Most noticeably, the GNP candidate for mayor of Seoul, Oh Se-Hoon, slaughtered Kang Kum-Sil, the left-leaning justice minister, winding up 33 percentage points ahead of her in the polls. Oh will succeed Lee Myung-Bak, a pillar of the GNP, who gained popularity and respect by major reforms and rebuilding programs, including the opening of a stream, hidden from view by highways, that runs through central Seoul.

Ruling Uri Party Chairman Chung Dong-young, center, and his party members watch a television broadcasting exit polls at the party headquarters Seoul on May 31. AP/Yonhap, Chun Soo-young
In fact, the highly populated Seoul metropolitan region, home to half the population of Korea, went conservative with GNP candidates elected governor of Kyonggi and mayor of Incheon. The GNP, as expected, also triumphed in the industrial southeast, winning contests in Pusan, Korea’s second largest city and largest port, and in Taegu as well as the Kyongsang provinces.

Indeed, so nearly complete was the shame of the leftists in the elections that their candidates won only in the southwestern Cholla provinces and the independent city of Kwangju, whose voters had finally lofted Kim Dae-Jung to the presidency by casting upwards of 95 percent of their ballots for him in 1997 and in his three previous runs at the Blue House.

This time Cholla voters were divided — but not between liberals and conservatives. Rather, the governor of North Cholla Province won reelection on the Uri ticket while candidates from what’s left of Kim Dae-Jung’s Democratic Party, his vehicle in the 1997 campaign, were elected as governor of South Cholla and mayor of Kwangju. On the southernmost island province of Jeju, an independent who had defected from the Uri party was elected as governor.

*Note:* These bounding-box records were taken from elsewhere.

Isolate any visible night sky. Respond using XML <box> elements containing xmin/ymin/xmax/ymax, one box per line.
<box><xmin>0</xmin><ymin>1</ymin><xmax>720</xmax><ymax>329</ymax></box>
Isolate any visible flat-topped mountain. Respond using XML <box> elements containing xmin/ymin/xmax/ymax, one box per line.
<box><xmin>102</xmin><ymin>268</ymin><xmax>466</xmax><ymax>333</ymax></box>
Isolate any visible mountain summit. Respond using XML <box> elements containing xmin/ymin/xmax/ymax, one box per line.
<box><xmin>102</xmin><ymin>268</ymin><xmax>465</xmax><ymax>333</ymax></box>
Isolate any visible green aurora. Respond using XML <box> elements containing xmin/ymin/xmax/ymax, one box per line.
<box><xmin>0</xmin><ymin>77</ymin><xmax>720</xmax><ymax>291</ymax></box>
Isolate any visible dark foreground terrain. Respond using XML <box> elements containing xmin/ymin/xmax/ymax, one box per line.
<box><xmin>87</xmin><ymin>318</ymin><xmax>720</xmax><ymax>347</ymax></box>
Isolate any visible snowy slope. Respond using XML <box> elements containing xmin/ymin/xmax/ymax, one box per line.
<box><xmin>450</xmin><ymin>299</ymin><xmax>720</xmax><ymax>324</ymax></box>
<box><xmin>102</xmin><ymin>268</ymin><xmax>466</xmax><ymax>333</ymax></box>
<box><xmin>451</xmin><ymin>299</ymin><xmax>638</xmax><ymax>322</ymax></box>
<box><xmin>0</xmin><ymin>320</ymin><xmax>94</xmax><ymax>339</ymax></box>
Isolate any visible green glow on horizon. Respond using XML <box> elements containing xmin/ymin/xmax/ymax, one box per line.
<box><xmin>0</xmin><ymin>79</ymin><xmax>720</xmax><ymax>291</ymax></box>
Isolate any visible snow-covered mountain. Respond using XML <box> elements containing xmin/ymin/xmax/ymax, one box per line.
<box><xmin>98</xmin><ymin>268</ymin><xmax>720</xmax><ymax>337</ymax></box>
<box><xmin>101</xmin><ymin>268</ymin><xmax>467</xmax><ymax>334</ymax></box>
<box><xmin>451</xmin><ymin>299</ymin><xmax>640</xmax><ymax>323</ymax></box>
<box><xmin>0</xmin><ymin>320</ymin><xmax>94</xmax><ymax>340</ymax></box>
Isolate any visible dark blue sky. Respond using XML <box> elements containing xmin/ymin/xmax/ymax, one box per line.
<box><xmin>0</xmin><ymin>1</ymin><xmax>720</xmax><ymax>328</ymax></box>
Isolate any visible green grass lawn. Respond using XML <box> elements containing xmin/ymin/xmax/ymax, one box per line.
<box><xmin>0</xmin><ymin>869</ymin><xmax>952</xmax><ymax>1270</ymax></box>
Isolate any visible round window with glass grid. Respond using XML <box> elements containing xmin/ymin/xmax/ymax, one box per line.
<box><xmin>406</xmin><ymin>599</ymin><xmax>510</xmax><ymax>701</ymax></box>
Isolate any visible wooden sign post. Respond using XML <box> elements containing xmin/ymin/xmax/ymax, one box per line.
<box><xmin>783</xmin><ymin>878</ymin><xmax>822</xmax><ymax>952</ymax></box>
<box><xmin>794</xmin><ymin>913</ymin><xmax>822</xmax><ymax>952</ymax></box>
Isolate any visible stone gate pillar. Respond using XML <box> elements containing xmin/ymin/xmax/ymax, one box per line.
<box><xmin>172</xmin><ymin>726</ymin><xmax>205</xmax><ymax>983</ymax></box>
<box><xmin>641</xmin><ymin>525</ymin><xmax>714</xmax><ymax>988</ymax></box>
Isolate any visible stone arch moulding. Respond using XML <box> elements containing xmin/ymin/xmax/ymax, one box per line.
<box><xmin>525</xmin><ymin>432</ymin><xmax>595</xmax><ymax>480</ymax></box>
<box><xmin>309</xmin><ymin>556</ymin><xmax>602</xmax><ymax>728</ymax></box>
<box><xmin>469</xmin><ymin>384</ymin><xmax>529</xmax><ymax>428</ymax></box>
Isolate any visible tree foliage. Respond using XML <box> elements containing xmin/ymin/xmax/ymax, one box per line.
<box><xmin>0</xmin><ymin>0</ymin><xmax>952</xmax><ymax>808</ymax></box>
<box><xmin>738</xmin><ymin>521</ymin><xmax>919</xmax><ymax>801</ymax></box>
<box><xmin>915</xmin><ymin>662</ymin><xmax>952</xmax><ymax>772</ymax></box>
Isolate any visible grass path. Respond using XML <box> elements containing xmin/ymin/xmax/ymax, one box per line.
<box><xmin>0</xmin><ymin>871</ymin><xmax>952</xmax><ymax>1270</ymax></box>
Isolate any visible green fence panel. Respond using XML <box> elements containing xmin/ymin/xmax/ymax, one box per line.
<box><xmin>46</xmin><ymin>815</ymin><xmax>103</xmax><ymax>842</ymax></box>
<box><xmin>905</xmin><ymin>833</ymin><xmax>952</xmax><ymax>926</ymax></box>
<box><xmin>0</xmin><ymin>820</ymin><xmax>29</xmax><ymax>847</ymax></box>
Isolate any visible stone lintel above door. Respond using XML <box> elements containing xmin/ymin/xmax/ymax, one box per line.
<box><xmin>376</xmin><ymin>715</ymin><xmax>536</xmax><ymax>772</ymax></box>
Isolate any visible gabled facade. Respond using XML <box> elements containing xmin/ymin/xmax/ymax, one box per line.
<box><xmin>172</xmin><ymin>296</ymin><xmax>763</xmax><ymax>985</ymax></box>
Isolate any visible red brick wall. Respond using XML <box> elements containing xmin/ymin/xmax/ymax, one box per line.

A sign of the public’s weariness of far-leftists, including pro-communists leading demonstrations against construction of a huge new base at which the U.S. is to consolidate its forces in Korea 40 miles south of Seoul, was that candidates of the Democratic Labor Party were completely shut out in the elections. The DLP has sought to increase its standing through an unseemly alliance with the pro-Pyongyang Hanchongnyon, a student group, and with the Korean Confederation of Trade Unions, representing 600,000 workers in major factories.

Yonhap, the semi-official news agency, cited political observers as describing the GNP’s “sweeping victory” as “almost unprecedented, not only for the main opposition party but for any political party in the country.”

The sense of shame was felt most acutely by Uri Party leader Chung Dong-Young, a former unification minister who had won a reputation for toadying to North Korea, making pro-North comments in visits to Pyongyang and agreeing to just about anything his hosts demanded.

Chung, who had once fancied himself as a presidential contender, went through a ritual of apologizing for the party’s dismal showing, for which, he said, “I feel fully responsible.”

Signaling the overhaul of the government and the party, Goh Kun, former prime minister and mayor of Seoul, sought to avoid seeing the results as “a GNP victory.” Rather, he acknowledged the results “should be seen as the ruling party’s complete defeat.”